お兄ちゃんが冷やかすように私にそういった。


「あり得ないでしょ」


私は苦笑しながらそういって、部屋を出て一階へと降りていく。


「だれから?」


私は受話器を受け取りながらお母さんに聞いた。


「坂本君・・・って人からよ」


・・・坂本君?


陸上部のリレーメンバーの一人だ。


うちの部活で3番目に速い男の子。


かなり速い。


私よりずっと。


そんな彼はとなりのクラスの男の子。


静かで内気な印象があった。


「もしもし?」


「あ、もしもし。高橋理菜さんですか?」


「あはは。そうだよ」


「何笑ってんの?」


「敬語ってのがなんか不自然すぎてさ」


「一応・・・ね」


「そっか。

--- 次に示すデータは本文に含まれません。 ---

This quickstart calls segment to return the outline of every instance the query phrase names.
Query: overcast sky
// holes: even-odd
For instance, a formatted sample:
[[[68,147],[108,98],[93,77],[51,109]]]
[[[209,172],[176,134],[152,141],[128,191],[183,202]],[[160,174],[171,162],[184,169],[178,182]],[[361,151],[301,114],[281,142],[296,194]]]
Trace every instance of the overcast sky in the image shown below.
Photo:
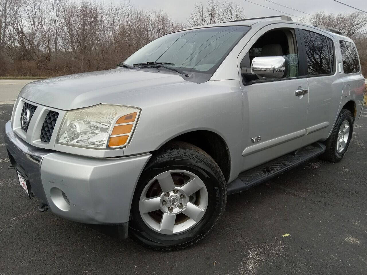
[[[306,15],[302,12],[273,4],[266,0],[250,0],[264,6],[280,11],[282,12],[276,11],[246,2],[244,0],[232,0],[230,1],[238,4],[243,7],[245,15],[247,18],[258,17],[262,16],[271,16],[284,14],[288,15],[286,12],[296,16]],[[348,4],[350,6],[358,8],[367,11],[367,0],[338,0]],[[105,3],[112,1],[118,3],[119,0],[97,0]],[[186,18],[191,14],[194,5],[196,2],[201,1],[203,4],[206,0],[201,1],[197,0],[131,0],[134,6],[144,9],[149,10],[161,10],[167,12],[172,17],[177,21],[186,22]],[[353,11],[353,9],[335,2],[333,0],[271,0],[284,6],[292,8],[305,12],[313,14],[317,11],[324,11],[326,12],[344,12]],[[298,18],[291,16],[294,21]],[[307,23],[307,22],[306,22]]]

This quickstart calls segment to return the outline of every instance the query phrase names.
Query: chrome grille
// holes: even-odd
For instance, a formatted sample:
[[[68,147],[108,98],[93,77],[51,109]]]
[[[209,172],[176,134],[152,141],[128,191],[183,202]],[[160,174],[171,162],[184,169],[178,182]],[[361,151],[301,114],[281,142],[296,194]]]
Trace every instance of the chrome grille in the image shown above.
[[[47,143],[50,142],[58,116],[59,113],[57,112],[48,111],[41,130],[41,141]]]
[[[34,113],[34,111],[37,109],[37,106],[30,104],[28,102],[25,102],[24,104],[23,104],[23,108],[22,109],[22,113],[21,114],[21,127],[22,128],[22,129],[26,132],[28,130],[28,126],[29,125],[29,122],[30,121],[31,119],[32,119],[33,114]],[[24,125],[22,123],[22,120],[23,115],[26,115],[26,113],[27,110],[29,111],[29,118],[28,119],[26,124]]]

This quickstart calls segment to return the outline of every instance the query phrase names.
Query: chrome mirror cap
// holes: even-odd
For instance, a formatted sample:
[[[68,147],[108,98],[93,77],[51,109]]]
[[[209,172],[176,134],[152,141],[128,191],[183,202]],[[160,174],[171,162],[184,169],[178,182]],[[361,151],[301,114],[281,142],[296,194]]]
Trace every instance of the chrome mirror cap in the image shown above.
[[[286,56],[257,56],[252,59],[251,73],[260,79],[281,78],[287,75],[288,65]]]

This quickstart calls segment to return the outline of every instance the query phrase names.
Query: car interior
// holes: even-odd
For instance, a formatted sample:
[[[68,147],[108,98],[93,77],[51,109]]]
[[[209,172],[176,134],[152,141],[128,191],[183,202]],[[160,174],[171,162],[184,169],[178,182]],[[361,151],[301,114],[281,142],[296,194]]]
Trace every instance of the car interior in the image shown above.
[[[260,80],[256,75],[251,73],[251,63],[254,58],[281,56],[288,59],[287,72],[285,78],[298,76],[298,53],[293,29],[272,30],[264,34],[255,42],[241,62],[244,84]]]

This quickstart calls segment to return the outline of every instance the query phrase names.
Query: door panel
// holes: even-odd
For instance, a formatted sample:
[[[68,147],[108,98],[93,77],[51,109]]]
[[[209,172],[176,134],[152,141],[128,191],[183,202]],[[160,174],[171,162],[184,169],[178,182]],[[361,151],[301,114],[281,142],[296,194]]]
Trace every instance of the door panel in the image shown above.
[[[243,91],[246,147],[244,170],[291,152],[301,146],[306,133],[308,95],[306,78],[253,84]],[[259,143],[251,139],[260,136]]]
[[[303,146],[327,138],[337,116],[343,81],[337,71],[339,56],[335,49],[338,48],[334,38],[312,28],[299,27],[308,75],[308,114]]]
[[[243,97],[243,170],[301,147],[306,133],[308,94],[297,95],[296,91],[308,90],[308,83],[306,78],[298,76],[303,75],[304,66],[297,66],[302,49],[295,26],[276,23],[263,27],[237,58],[239,74],[244,74],[240,84]],[[289,62],[284,79],[257,82],[256,78],[248,76],[252,58],[279,55],[281,52]],[[243,67],[245,69],[241,70]]]

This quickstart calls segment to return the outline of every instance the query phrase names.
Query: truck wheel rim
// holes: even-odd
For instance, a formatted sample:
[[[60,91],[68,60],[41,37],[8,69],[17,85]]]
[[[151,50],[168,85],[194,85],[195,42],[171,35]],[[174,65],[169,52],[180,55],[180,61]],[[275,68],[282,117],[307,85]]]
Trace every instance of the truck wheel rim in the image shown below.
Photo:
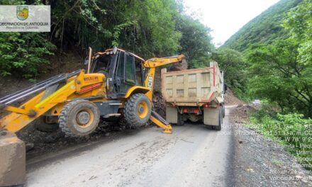
[[[144,118],[147,115],[148,113],[148,106],[145,101],[141,101],[139,103],[138,107],[138,115],[140,118]]]
[[[76,115],[76,121],[81,128],[87,128],[92,124],[94,115],[90,109],[80,110]]]

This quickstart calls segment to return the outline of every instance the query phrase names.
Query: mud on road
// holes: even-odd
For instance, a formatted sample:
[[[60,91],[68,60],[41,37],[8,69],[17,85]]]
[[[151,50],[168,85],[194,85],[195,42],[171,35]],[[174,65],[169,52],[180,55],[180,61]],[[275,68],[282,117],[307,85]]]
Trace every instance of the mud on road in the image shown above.
[[[225,117],[221,132],[225,132]],[[232,136],[201,124],[125,130],[28,159],[28,186],[225,186],[233,183]],[[226,134],[226,133],[225,133]]]

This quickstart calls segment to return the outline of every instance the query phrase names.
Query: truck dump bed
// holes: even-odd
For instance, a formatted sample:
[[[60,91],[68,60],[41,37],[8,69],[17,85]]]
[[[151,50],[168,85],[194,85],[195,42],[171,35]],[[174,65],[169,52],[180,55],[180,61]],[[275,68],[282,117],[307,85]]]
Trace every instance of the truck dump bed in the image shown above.
[[[216,62],[209,67],[167,72],[162,69],[162,93],[173,106],[201,106],[223,102],[223,77]]]

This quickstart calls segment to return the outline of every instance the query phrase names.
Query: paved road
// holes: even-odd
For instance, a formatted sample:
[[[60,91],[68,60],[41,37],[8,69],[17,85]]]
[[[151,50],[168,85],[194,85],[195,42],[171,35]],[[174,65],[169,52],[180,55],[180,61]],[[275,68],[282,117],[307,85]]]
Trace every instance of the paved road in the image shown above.
[[[220,132],[195,124],[173,129],[172,135],[155,127],[125,132],[114,140],[30,161],[27,186],[228,186],[233,140],[224,135],[230,132],[228,117]]]

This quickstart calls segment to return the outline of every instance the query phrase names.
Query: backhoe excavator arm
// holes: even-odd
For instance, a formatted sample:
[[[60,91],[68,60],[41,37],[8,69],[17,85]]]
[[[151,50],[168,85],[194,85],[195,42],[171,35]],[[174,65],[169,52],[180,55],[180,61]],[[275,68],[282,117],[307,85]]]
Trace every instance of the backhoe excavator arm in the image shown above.
[[[155,67],[163,66],[172,63],[182,62],[184,59],[184,55],[180,55],[174,57],[162,57],[162,58],[151,58],[144,62],[144,67]]]
[[[145,94],[145,95],[150,101],[152,101],[152,90],[154,88],[155,68],[157,67],[163,66],[172,63],[180,62],[184,59],[184,55],[180,55],[178,56],[169,57],[152,58],[144,62],[144,67],[150,69],[147,75],[146,76],[145,85],[145,86],[150,89],[150,90]],[[170,124],[156,112],[152,110],[152,115],[150,115],[150,120],[157,126],[162,128],[164,130],[164,133],[172,133],[172,128]]]

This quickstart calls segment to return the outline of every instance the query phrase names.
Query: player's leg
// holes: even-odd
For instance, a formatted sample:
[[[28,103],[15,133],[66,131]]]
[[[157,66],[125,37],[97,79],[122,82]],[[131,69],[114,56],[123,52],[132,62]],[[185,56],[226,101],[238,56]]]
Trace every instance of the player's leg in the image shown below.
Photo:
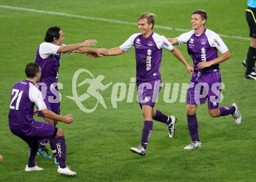
[[[142,105],[142,112],[144,119],[141,132],[141,144],[137,147],[132,147],[130,151],[141,156],[146,154],[147,147],[152,130],[153,130],[152,114],[153,108],[149,105]]]
[[[209,114],[213,117],[232,115],[237,124],[240,124],[241,116],[236,103],[229,106],[219,107],[221,98],[221,75],[219,72],[211,73],[211,83],[208,91],[208,104]],[[217,84],[216,84],[217,83]],[[216,85],[214,87],[214,85]]]
[[[152,91],[152,93],[155,93],[156,96],[153,94],[150,94],[151,97],[153,97],[153,100],[155,100],[155,98],[158,96],[159,92],[161,90],[161,80],[158,80],[155,81],[155,83],[152,83],[152,84],[154,84],[154,90]],[[160,86],[158,86],[160,85]],[[152,93],[152,92],[151,92]],[[169,137],[170,138],[173,138],[175,135],[175,125],[176,122],[177,122],[177,119],[174,116],[168,116],[167,115],[163,113],[161,111],[158,109],[155,109],[153,108],[153,114],[152,114],[153,119],[156,121],[160,122],[166,124],[167,127],[169,130]]]
[[[198,87],[197,84],[200,81],[204,82],[202,79],[203,76],[197,76],[195,73],[192,76],[190,84],[193,87],[190,87],[187,92],[187,126],[191,142],[186,146],[184,149],[192,149],[201,147],[201,144],[198,134],[198,124],[196,115],[197,105],[204,104],[206,101],[206,97],[202,95],[203,88],[202,87]],[[197,80],[198,81],[194,81]]]
[[[56,135],[54,137],[56,142],[56,158],[59,164],[58,168],[58,173],[70,176],[75,176],[76,173],[72,171],[66,165],[66,147],[63,130],[58,129]]]
[[[255,57],[256,56],[256,22],[255,22],[253,18],[253,14],[254,14],[254,16],[256,15],[255,10],[246,12],[246,19],[250,28],[251,44],[248,50],[246,61],[246,72],[244,78],[256,80],[256,73],[255,70],[253,69]]]
[[[55,121],[51,119],[48,118],[48,117],[44,117],[44,119],[45,122],[47,122],[48,123],[52,125],[52,126],[56,126],[58,123],[58,122]],[[57,155],[57,153],[55,149],[55,140],[54,138],[49,138],[48,142],[50,144],[51,149],[52,152],[52,155],[54,156],[54,164],[55,165],[59,165],[59,163],[58,162],[58,160],[56,159],[56,156]]]
[[[47,122],[34,121],[31,126],[33,137],[35,138],[55,138],[56,158],[59,163],[58,173],[68,176],[74,176],[76,172],[70,170],[66,165],[66,142],[62,130],[57,129]]]
[[[168,129],[169,137],[173,138],[175,134],[175,123],[177,119],[175,116],[167,116],[160,110],[153,109],[152,117],[154,120],[166,124]]]
[[[42,88],[42,94],[45,94],[45,97],[44,99],[44,102],[45,103],[45,105],[47,107],[47,109],[49,109],[51,111],[52,111],[52,104],[49,102],[49,92],[46,92],[45,93],[44,92],[44,90]],[[52,119],[46,118],[44,116],[42,113],[38,111],[37,113],[37,116],[43,117],[44,120],[48,123],[49,124],[51,124],[52,125],[54,125],[54,122]],[[47,138],[45,138],[45,139],[44,140],[40,140],[40,144],[38,147],[38,153],[39,155],[40,155],[44,159],[52,159],[52,156],[49,155],[49,152],[48,149],[45,147],[46,144],[48,142],[48,140],[47,139]]]
[[[48,94],[48,95],[47,96],[49,97],[49,94]],[[47,102],[47,108],[48,108],[48,109],[49,110],[54,112],[56,115],[59,115],[60,108],[61,108],[59,102],[50,103],[49,102]],[[46,122],[47,122],[48,123],[49,123],[52,126],[56,126],[58,123],[58,121],[54,120],[49,119],[49,118],[48,118],[48,117],[44,117],[44,120]],[[47,143],[47,141],[49,142],[49,143],[50,144],[50,147],[52,150],[53,156],[54,156],[54,164],[55,165],[58,165],[59,163],[58,163],[58,160],[56,160],[56,150],[55,150],[55,139],[54,138],[49,138],[48,140],[45,140],[45,141],[44,141],[45,143],[44,144],[44,142],[40,142],[40,145],[39,145],[39,148],[38,148],[39,154],[42,155],[42,156],[45,159],[51,159],[52,158],[52,157],[49,155],[48,149],[45,148],[45,145]]]
[[[22,134],[16,134],[14,133],[13,134],[22,138],[29,145],[29,162],[26,166],[25,172],[30,172],[44,170],[44,169],[35,165],[35,156],[37,155],[39,142],[36,139],[31,137],[27,137]]]
[[[187,105],[187,126],[192,141],[190,144],[184,148],[184,149],[192,149],[202,147],[198,135],[198,124],[195,110],[195,105]]]

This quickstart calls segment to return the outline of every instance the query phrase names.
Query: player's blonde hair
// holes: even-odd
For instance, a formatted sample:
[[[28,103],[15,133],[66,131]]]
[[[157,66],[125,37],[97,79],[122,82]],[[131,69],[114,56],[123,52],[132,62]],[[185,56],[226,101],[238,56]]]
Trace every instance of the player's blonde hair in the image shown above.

それで何か用かな?陸部のことに関して?」


「ん・・・違うよ」


「じゃあ、なに?」


「あのさ・・・高橋さん」


「ん?」


彼がなにを言おうとしているのか、私には全くわかなかった。


告白されるなんて縁がないものだと思っていたから。


「俺・・・さ。君のことが好きなんだ・・・」


だから、こんな言葉を聞いた時私は驚きすぎて、何の言葉も出なかったんだ。


そしたら、彼が


「今は答えなくていいよ。学校始った初日の放課後。高橋さんのクラスに行くからそこで待ってて」


「う・・・ん・・・」


「その時までに答えを・・・決めておいてね」


その優しい声のトーンは少し・・・。


少しだけ裕哉さんに似ていた。


そんな三日前のことを思い出しながら・・・彼の顔を見た。


「じゃあ、告白。もう一度お願いします」


なんて。


「え・・・まじか」


彼は恥ずかしそうに下を向いた後、まっすぐ私を向いて・・・。


けれど、顔は赤らめたまま


「俺は高橋理菜さんが好きです」


電話での告白の言葉と重なった。


「うん。いいよ」


私は彼の告白にokの返事をした。


これが嘘。


自分の心についた大きな嘘。


人の心を弄んだ自己中な嘘・・・。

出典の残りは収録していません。